My friend and teacher, Steve Anderson, helped me realize this. He said:

“You bounce out of bed at five every morning without an alarm clock. You run around all day doing all kinds of honorable, effective things. You don’t watch television, so you aren’t wasting any time. You flop in bed at nine or ten in the evening, tired. But you don’t spend any time in quiet reflection, asking yourself what is truly important to you. Why not?

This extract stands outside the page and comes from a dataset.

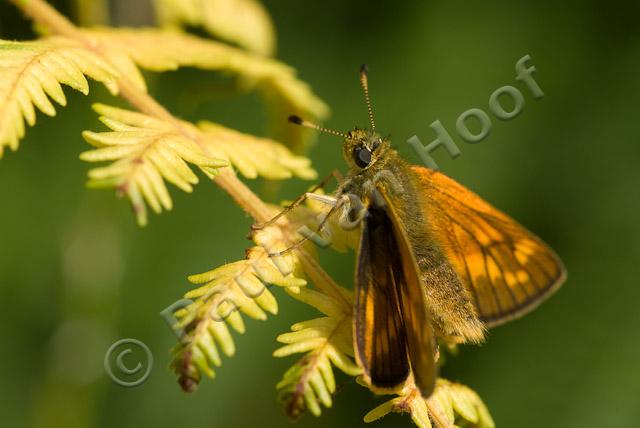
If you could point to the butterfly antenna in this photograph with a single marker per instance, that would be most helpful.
(364, 82)
(299, 121)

How do you recommend I do this, Steve?

“Highly functional people reflect on life every day. They go to a quiet place, where they won’t be interrupted. They sit in a cozy chair with a pad of paper in their lap, a pen in their hand. And they ask themselves, ‘What do I want to get done today, this week, this month, this year, this life? What is truly important to me?'”

The Hard Question
Weeks passed and I still didn’t do this. I found it difficult to tear myself away from the daily to-do list. Sitting in a cozy chair in quiet place seemed too self-indulgent.

So Steve asked the hard question:

“Why can’t you sit still in quiet reflection? What are you afraid to learn about yourself?

More weeks passed and I sat quietly — a few times. I found it very hard. It seemed irresponsible, like playing hookey. So I tried to cut to the chase by asking Steve, “What does the end state look like? If you describe generally what I’m supposed to accomplish in the cozy chair, I’ll just do it.”

He said, “You are like the fellow who goes into the back yard to chop wood. You want me to tell you what a cord of wood looks like. That’s not what you need to learn. You aren’t living a life so you can end up with a cord of wood. You need to learn how to fall in love with the chopping.

Do you sit quietly in reflection? How often? What is your experience?